Firefox Quantum compatible userChrome.js

What does this do?

Extensions that allow you to run arbitrary javascript in your browser context don't work anymore with Firefox 57 and later. This is a workaround which allows you to run arbitrary javascript in your browser context, as used to be enabled by the extension userChromeJS.

It does not involve adding any extensions, and instead works only by adding (or changing) files in your Firefox user profile.

After I made this I learned of something called autoconfig.js which apparently serves a similar purpose; I haven't investigated it very much.

Installation

Place the three userChrome.* files in a /chrome directory inside your Firefox profile.
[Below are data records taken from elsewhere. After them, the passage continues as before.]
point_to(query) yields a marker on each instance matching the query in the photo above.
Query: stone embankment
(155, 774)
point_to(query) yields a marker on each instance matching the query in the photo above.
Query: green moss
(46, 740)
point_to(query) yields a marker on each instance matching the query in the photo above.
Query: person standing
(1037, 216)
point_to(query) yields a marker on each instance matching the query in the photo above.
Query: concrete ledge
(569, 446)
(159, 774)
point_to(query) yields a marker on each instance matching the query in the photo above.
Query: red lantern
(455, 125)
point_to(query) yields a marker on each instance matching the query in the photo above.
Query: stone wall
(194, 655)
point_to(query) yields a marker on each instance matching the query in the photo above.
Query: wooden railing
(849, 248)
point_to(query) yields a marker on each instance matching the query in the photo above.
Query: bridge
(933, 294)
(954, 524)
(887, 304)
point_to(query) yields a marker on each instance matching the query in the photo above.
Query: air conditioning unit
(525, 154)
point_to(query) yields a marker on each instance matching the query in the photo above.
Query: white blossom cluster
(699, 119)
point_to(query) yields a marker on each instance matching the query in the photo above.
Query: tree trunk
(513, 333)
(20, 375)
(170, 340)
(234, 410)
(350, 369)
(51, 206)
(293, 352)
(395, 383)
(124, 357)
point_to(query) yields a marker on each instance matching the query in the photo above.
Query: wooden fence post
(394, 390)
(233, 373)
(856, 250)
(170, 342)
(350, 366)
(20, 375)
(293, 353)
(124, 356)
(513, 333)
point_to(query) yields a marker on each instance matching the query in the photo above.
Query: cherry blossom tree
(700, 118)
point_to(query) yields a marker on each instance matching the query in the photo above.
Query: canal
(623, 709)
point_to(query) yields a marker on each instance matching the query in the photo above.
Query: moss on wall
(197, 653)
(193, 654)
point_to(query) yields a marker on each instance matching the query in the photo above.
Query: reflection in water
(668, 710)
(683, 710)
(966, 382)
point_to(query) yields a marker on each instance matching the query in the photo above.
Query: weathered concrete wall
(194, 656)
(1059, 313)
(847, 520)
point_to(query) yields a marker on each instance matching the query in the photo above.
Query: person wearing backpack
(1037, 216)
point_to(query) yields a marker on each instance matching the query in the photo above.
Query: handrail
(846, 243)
If you already have a userChrome.css file, you may instead add the contents of the file here anywhere in your existing file.

Replace the contents of userChrome.js with whatever you wish; it will execute in the browser context whenever you open a new browser window. The existing contents of that script (in this repo) are a small change to the fullscreen behavior of Firefox under macOS: it restores the pre-Lion behavior (and hides the toolbar and tabs when in fullscreen mode).

You may also place userChrome.xul and .uc.js, .uc.xul and .css files in the /chrome directory, these will be loaded along with userChrome.js.

  • userChrome.xul and .uc.xul files are XUL overlays that will load into the browser.
  • .uc.js files will execute javascript in the browser context, like userChrome.js.
  • .css files will loaded as USER_SHEETs into all pages, including the ui (chrome:// urls), a sort of userChrome/userContent hybrid. Use @-moz-document rules to limit them to certain pages. (userChrome.css and userContent.css will behave as normal).
  • A special case, .as.css files, are loaded as AGENT_SHEETs, allowing you to style anonymous content like scrollbars.

To uninstall, remove the three files. If you have other content in the userChrome.css file you can remove just the part that you added during installation.

Why did I make it?

I wanted to enable pre-Lion osx fullscreen mode, and couldn't find an easy way to do it in Firefox Quantum. It's possible with unpacking, altering, and repacking files in the Firefox.app package... but that's painful and might not survive updates. Then I came upon this method, realized this trick was far more general than just altering fullscreen mode, and factored it out so that the javascript part was easily modifiable by anyone.

How does it work?

It relies on the fact that post-57 Firefox still allows a custom userChrome.css file, and a Firefox-specific CSS hack which can bind javascript to arbitrary DOM elements. I picked (somewhat at random) a DOM element in the browser whose existing XBL binding didn't already have a <constructor> tag, and added some JS there to load an external javascript file.

It's very possible that at some future time the Firefox team will remove some or all of the functionality that makes this possible, so enjoy it while you can.